The salary incident was a result of the development of China's social supervision system and the growth of people's consciousness of social injustice, said Wang Lingyi, professor with Shanghai Academy of Social Sciences, pointing out that "many foreign firms are forced to rebuild corporate image".


"Just depending on PR activities to build up corporate image is no longer adequate in China, where the legal system is being updated and industrial criteria are catching up with the world's level," he said.


Peng Xizhe, professor of social sciences with Shanghai-based Fudan University, said that "transnational companies were once considered business examples, but many have been found of attempting to test the limit of Chinese laws and ethical principles,"


German engineering powerhouse Siemens, under investigations over bribery and corruption allegations in Europe and the United States, sacked 20 employees in its China branch last year, saying they had been found to be related to things the company "doesn't want to accept."

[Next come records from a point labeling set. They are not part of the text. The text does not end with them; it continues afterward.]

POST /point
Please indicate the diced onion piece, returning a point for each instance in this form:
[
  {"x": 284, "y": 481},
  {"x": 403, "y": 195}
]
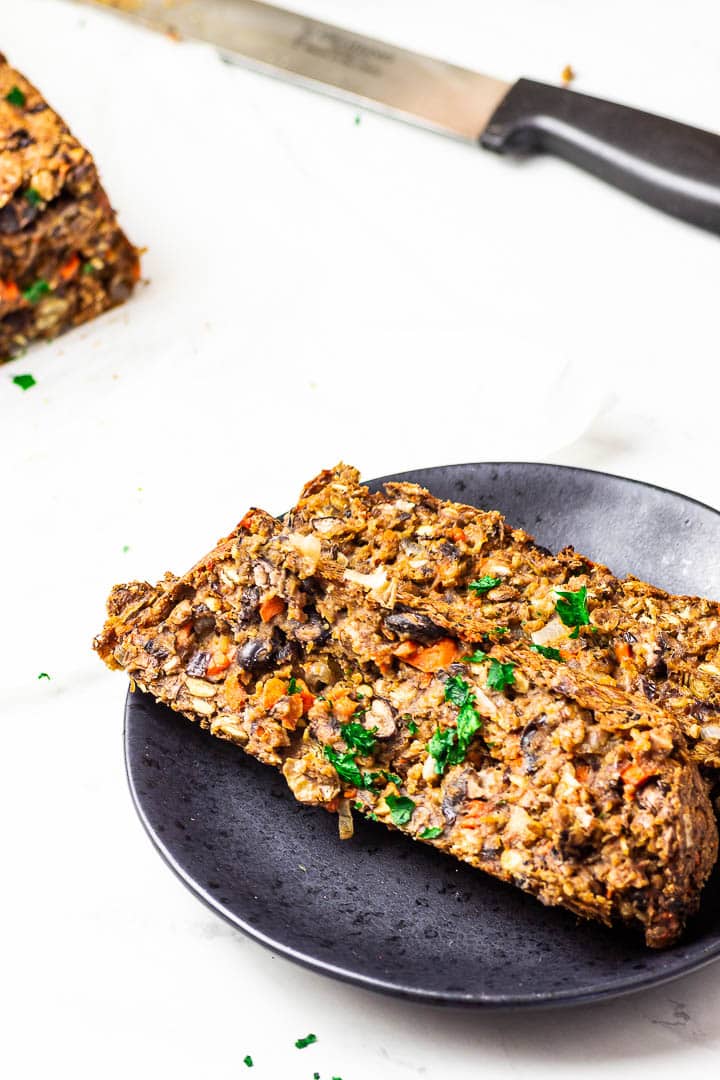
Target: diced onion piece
[
  {"x": 344, "y": 820},
  {"x": 309, "y": 547},
  {"x": 375, "y": 580}
]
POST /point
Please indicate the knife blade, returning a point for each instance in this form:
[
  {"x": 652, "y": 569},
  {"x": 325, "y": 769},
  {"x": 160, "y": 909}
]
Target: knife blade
[{"x": 668, "y": 164}]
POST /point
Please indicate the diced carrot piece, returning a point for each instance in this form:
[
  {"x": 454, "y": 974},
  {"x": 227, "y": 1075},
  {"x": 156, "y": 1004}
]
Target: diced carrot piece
[
  {"x": 433, "y": 658},
  {"x": 272, "y": 691},
  {"x": 343, "y": 706},
  {"x": 246, "y": 521},
  {"x": 636, "y": 774},
  {"x": 270, "y": 607},
  {"x": 234, "y": 693},
  {"x": 70, "y": 268},
  {"x": 406, "y": 649},
  {"x": 476, "y": 809},
  {"x": 184, "y": 634},
  {"x": 623, "y": 651},
  {"x": 294, "y": 712}
]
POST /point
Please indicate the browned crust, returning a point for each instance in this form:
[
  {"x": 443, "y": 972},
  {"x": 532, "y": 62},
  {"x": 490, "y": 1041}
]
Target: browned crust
[{"x": 56, "y": 225}]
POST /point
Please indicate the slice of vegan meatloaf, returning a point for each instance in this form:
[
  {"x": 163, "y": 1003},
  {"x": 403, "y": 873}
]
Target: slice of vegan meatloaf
[
  {"x": 547, "y": 781},
  {"x": 472, "y": 571},
  {"x": 63, "y": 257}
]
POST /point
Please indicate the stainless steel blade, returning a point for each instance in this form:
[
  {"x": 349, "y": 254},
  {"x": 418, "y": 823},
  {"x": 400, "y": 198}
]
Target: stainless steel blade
[{"x": 403, "y": 84}]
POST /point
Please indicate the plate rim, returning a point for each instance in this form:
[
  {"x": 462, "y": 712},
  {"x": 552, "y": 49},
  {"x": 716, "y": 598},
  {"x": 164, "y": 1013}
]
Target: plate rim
[{"x": 494, "y": 1002}]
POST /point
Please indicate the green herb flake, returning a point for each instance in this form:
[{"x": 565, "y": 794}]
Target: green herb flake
[
  {"x": 357, "y": 737},
  {"x": 450, "y": 746},
  {"x": 484, "y": 584},
  {"x": 392, "y": 778},
  {"x": 430, "y": 834},
  {"x": 572, "y": 609},
  {"x": 440, "y": 748},
  {"x": 547, "y": 651},
  {"x": 24, "y": 381},
  {"x": 307, "y": 1041},
  {"x": 401, "y": 809},
  {"x": 345, "y": 767},
  {"x": 15, "y": 96},
  {"x": 36, "y": 291},
  {"x": 500, "y": 675}
]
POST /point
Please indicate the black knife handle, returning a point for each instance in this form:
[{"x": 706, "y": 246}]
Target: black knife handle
[{"x": 667, "y": 164}]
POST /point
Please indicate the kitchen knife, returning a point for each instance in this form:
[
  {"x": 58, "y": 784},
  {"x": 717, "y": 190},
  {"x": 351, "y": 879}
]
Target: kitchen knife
[{"x": 668, "y": 164}]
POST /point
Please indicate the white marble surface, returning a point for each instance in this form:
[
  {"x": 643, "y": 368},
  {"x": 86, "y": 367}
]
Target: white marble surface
[{"x": 318, "y": 289}]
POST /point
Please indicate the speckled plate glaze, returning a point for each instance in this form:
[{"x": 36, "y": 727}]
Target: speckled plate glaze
[{"x": 380, "y": 910}]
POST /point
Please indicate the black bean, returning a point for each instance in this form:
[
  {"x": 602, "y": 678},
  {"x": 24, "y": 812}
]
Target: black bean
[
  {"x": 411, "y": 624},
  {"x": 253, "y": 655},
  {"x": 198, "y": 663}
]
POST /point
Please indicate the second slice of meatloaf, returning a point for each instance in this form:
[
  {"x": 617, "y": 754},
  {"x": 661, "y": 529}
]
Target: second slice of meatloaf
[
  {"x": 418, "y": 553},
  {"x": 64, "y": 258},
  {"x": 549, "y": 782}
]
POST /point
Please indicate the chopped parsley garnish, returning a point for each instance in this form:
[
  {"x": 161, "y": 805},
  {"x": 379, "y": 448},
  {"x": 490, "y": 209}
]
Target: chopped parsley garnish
[
  {"x": 15, "y": 96},
  {"x": 401, "y": 808},
  {"x": 450, "y": 746},
  {"x": 442, "y": 748},
  {"x": 547, "y": 651},
  {"x": 484, "y": 584},
  {"x": 500, "y": 675},
  {"x": 357, "y": 737},
  {"x": 309, "y": 1039},
  {"x": 572, "y": 609},
  {"x": 36, "y": 291},
  {"x": 457, "y": 691},
  {"x": 24, "y": 381},
  {"x": 392, "y": 778},
  {"x": 347, "y": 768}
]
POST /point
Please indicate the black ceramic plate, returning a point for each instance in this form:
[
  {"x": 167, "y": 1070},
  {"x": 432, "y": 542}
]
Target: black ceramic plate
[{"x": 379, "y": 909}]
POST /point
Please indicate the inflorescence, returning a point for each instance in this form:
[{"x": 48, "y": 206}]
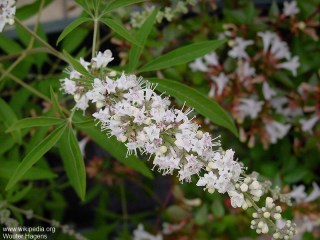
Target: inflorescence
[{"x": 129, "y": 109}]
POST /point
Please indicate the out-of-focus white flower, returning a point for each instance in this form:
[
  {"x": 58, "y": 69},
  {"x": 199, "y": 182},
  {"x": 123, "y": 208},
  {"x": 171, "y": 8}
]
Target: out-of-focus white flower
[
  {"x": 237, "y": 199},
  {"x": 211, "y": 59},
  {"x": 245, "y": 70},
  {"x": 298, "y": 193},
  {"x": 267, "y": 91},
  {"x": 249, "y": 108},
  {"x": 290, "y": 8},
  {"x": 141, "y": 234},
  {"x": 7, "y": 12},
  {"x": 308, "y": 124},
  {"x": 102, "y": 59},
  {"x": 291, "y": 65},
  {"x": 198, "y": 65},
  {"x": 276, "y": 130},
  {"x": 221, "y": 82},
  {"x": 239, "y": 49}
]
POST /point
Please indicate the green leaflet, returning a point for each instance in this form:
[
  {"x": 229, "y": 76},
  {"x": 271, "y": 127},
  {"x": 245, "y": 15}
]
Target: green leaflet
[
  {"x": 142, "y": 35},
  {"x": 73, "y": 162},
  {"x": 71, "y": 27},
  {"x": 35, "y": 154},
  {"x": 35, "y": 122},
  {"x": 200, "y": 102},
  {"x": 182, "y": 55}
]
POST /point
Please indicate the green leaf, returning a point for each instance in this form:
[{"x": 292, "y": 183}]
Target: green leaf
[
  {"x": 35, "y": 173},
  {"x": 115, "y": 148},
  {"x": 117, "y": 27},
  {"x": 35, "y": 154},
  {"x": 35, "y": 122},
  {"x": 85, "y": 124},
  {"x": 182, "y": 55},
  {"x": 142, "y": 35},
  {"x": 200, "y": 102},
  {"x": 77, "y": 66},
  {"x": 8, "y": 117},
  {"x": 71, "y": 27},
  {"x": 73, "y": 162},
  {"x": 55, "y": 103},
  {"x": 120, "y": 3}
]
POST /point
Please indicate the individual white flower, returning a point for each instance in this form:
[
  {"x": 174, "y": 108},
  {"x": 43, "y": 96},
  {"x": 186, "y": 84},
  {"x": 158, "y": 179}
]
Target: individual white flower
[
  {"x": 68, "y": 86},
  {"x": 7, "y": 12},
  {"x": 267, "y": 91},
  {"x": 237, "y": 199},
  {"x": 102, "y": 59},
  {"x": 267, "y": 38},
  {"x": 82, "y": 102},
  {"x": 290, "y": 8},
  {"x": 249, "y": 108},
  {"x": 198, "y": 65},
  {"x": 221, "y": 82},
  {"x": 141, "y": 234},
  {"x": 308, "y": 124},
  {"x": 238, "y": 50},
  {"x": 291, "y": 65},
  {"x": 244, "y": 70},
  {"x": 211, "y": 59},
  {"x": 298, "y": 193},
  {"x": 208, "y": 180},
  {"x": 276, "y": 130}
]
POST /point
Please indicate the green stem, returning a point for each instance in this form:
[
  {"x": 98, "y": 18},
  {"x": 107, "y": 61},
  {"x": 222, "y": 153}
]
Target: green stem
[{"x": 95, "y": 33}]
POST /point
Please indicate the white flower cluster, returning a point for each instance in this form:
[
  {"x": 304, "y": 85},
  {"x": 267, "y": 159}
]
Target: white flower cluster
[
  {"x": 130, "y": 109},
  {"x": 137, "y": 18},
  {"x": 277, "y": 54},
  {"x": 7, "y": 12}
]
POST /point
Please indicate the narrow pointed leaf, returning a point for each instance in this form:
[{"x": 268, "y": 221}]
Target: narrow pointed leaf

Following a report released by a German magazine last week saying that about half of Siemens' business in China was tainted by bribery, Peter Loescher made his first visit to China after being appointed Siemens' new CEO.


In addition, about 90 foreign-invested companies, including KFC, Pepsi and Carlsburg, have been found of violating Chinese rules on waste discharge since 2004, a recent report by the Institute of Public and Environment Affairs said.


An on-line survey shows that more than 73 percent of the interviewed were strongly against foreign companies which moved polluting industries to China. Another 82.5 percent of netizens blamed those who forged deficit statistics to avoid tax paying in China, the survey conducted by Ipsos between June to July said.


More than 280,000 foreign-funded companies have registered in China by the end of June this year, bringing in a total investment of US$180 million, government figures show.


At the same time, Chinese public are paying more attention to whether these multinational companies are performing in accordance with laws and commercial ethics and realize due social responsibilities, Prof. Wang said.


Mere public relations strategies won't work, and big multinationals need to rebuild their lost role of business models in China, just as they used to do in their home countries, he said.